Fin da tempo immemore, l’intrinseco funzionamento della mente umana ci ha portato a venerare i corpi astrali, manifestazioni scintillanti di possibili divinità o entità superne. Persino nelle religioni monoteiste, come il Cristianesimo, la nascita di Cristo viene fatta corrispondere alla comparsa nella volta di un corpo cometario, la cosiddetta Stella di Betlemme, che guidò coloro che volevano rendergli omaggio fino al figlio o manifestazione prettamente antropica di nostro Signore. Ed è forse una fortuna, dal punto di vista di coloro che volessero classificare i molti culti nella storia delle religioni, il fatto che l’attrezzatura tecnologicamente limitata abbia in passato contenuto il numero di quei fenomeni, che gli aspiranti profeti potevano indicare ai propri sostenitori nelle ore che si frapponevano tra il tramonto e l’alba con voce tremula e sguardo (temporaneamente) offuscato da rivelazioni trascendenti. Poiché al sopraggiungere dei tempi odierni, il metodo scientifico ha ormai da tempo smascherato l’occorrenza sistematica delle coincidenze, con appena 365 giorni di calendario a disposizione per il compiersi degli eventi predestinati, inclusi fenomeni galattici di proporzioni tali da poter essere osservati ad occhio nudo. Ma persino i più potenti telescopi di cui possiamo disporre, risultano condizionati da particolari limitazioni…
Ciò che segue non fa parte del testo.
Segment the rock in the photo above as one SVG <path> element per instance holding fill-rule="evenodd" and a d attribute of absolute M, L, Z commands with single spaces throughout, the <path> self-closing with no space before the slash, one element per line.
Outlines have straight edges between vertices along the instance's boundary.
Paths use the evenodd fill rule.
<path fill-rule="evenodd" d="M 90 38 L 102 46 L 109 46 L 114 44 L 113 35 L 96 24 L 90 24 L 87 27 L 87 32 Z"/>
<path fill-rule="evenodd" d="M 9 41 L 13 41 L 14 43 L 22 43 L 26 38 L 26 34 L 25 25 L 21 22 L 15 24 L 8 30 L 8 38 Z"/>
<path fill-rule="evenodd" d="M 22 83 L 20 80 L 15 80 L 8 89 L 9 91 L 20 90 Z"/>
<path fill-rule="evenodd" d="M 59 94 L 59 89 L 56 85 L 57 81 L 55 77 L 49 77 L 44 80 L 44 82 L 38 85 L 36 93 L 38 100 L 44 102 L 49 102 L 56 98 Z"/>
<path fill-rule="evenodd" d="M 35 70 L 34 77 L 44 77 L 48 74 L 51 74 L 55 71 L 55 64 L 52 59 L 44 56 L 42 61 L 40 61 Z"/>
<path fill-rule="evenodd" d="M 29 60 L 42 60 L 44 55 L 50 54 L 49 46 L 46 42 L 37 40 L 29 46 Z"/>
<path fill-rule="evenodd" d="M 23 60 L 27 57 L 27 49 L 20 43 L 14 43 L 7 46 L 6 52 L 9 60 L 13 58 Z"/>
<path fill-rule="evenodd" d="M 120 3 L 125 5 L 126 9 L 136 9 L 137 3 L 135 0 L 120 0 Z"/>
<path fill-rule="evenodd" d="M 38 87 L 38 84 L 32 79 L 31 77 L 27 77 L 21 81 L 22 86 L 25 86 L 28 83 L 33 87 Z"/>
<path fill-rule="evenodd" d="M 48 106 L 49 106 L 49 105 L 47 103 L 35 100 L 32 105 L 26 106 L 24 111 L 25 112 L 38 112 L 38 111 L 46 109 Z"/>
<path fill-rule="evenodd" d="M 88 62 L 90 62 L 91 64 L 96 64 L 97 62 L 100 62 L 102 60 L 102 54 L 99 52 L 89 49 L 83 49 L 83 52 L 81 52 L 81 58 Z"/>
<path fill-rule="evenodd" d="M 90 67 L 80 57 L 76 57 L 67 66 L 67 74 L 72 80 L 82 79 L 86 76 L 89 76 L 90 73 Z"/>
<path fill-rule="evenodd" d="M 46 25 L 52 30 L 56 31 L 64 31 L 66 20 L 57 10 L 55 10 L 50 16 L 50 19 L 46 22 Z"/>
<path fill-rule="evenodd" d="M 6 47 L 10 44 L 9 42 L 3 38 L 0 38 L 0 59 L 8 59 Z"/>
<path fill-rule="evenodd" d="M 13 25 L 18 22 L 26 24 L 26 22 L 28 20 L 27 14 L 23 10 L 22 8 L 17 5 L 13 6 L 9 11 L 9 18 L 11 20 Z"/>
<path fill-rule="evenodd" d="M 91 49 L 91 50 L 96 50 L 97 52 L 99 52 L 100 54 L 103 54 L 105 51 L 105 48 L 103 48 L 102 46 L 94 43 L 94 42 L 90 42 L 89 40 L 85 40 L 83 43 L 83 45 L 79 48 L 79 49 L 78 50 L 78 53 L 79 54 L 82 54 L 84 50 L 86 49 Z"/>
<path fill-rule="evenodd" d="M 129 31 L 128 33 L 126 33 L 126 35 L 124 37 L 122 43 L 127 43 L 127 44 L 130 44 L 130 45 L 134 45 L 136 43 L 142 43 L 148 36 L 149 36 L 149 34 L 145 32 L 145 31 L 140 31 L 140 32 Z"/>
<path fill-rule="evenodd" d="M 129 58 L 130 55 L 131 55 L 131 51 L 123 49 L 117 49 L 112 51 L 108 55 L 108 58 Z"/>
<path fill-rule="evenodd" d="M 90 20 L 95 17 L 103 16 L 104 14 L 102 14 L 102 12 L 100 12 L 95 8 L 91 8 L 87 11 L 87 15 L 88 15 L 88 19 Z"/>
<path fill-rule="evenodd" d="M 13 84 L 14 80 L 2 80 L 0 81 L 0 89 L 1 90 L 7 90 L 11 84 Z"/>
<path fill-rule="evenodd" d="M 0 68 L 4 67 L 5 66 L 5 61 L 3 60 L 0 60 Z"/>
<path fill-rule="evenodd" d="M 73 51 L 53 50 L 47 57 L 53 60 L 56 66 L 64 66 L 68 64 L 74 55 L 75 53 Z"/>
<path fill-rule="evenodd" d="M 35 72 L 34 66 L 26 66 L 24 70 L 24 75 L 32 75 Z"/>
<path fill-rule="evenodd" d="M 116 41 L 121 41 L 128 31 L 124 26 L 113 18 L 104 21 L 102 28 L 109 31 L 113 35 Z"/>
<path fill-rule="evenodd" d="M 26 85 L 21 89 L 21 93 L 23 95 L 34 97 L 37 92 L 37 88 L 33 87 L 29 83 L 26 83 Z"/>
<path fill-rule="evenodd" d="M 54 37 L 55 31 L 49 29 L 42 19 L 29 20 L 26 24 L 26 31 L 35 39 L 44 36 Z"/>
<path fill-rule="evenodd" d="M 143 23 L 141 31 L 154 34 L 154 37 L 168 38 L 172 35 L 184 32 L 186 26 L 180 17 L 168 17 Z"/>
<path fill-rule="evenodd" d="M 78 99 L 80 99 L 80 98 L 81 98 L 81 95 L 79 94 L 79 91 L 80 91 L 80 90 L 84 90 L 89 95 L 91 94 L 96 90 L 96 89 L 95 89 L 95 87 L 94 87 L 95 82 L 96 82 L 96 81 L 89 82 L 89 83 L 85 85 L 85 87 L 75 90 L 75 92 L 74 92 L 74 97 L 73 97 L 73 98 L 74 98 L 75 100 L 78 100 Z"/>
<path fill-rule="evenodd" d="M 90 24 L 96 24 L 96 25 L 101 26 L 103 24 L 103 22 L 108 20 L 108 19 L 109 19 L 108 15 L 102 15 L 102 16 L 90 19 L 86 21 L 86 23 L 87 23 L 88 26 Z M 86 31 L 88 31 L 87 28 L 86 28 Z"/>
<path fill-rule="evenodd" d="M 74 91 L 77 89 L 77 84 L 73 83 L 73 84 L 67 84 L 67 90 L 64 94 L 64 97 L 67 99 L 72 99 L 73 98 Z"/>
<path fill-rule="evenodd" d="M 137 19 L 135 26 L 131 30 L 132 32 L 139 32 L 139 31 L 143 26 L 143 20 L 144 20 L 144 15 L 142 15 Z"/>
Immaginate dunque la sorpresa degli addetti presso l’Asteroid Terrestrial-impact Last Alert System (ATLAS) di Río Hurtado, Cile, quando lo scorso primo luglio ciò che avevano fino a quel momento classificato come un tenute asteroide iniziò a spostarsi di qualche grado, dimostrando nel contempo alcune delle caratteristiche tipicamente associate alle comete: una chioma marginale, una coda di 3 secondi d’arco ed una possibile nube di polvere capace di oscurare il suo nucleo rotante. Essendo nel contempo identificabile, causa la sua traiettoria eccessivamente tangente ed oltremodo rapida, come un oggetto proveniente da regioni ben più distanti della nostra familiare nube di Oort, così come gli altri due predecessori provenienti da regioni astrali cosmiche identificati fino ad ora, 1I/ʻOumuamua del 2017 e 2I/Borisov del 2019. Doverosamente denominato, a questo punto come 3I/ATLAS rendendo onore al sito da cui era stato avvistato. Per una classificazione relativamente preoccupante proprio perché il nostro più avanzato centro di ricerca sugli oggetti cosmici vaganti aveva identificato il “rischio” relativamente tardi, a 670 milioni di Km di distanza dal Sole ed appena 171 giorni dal perielio (momento di massima vicinanza con la Terra) corrispondente a circa 268 milioni di chilometri dalla nostra cara, vecchia e vulnerabile sfera di fango. Laddove obbligatorie risultano essere virgolette in quel contesto, vista la distanza proiettata a rimanere sempre significativa, soprattutto rispetto ai pianeti che saluterà molto più da vicino di Giove (53 milioni di Km) Marte (29 milioni) e Venere (97 milioni). Il che costituisce, nel contempo, il nocciolo primario dell’interessante problema. Essendo tale tripla congiunzione molto atipica, al punto da costituire una reale coincidenza, per la maniera in cui il corpo in questione giunge non soltanto alla velocità vertiginosa di 68,3 Km al secondo, ma riesce a farlo con un asse in alcun modo tangente al piano di rotazione orbitale del Sistema Solare, quasi come se un mandante sconosciuto avesse inteso proiettarlo in modo tale da massimizzare il numero di tali incontri. Aggiungente a tutto questo la maniera in cui l’attività di vaporizzazione glaciale, tipica delle comete, sia iniziata in questo caso molto più lontano del previsto, come se qualcuno/qualcosa avesse intenzionalmente acceso una sorta di motore, per comprendere come la cometa abbia già sollevato i soliti dubbi sulla sue possibili… Intenzioni…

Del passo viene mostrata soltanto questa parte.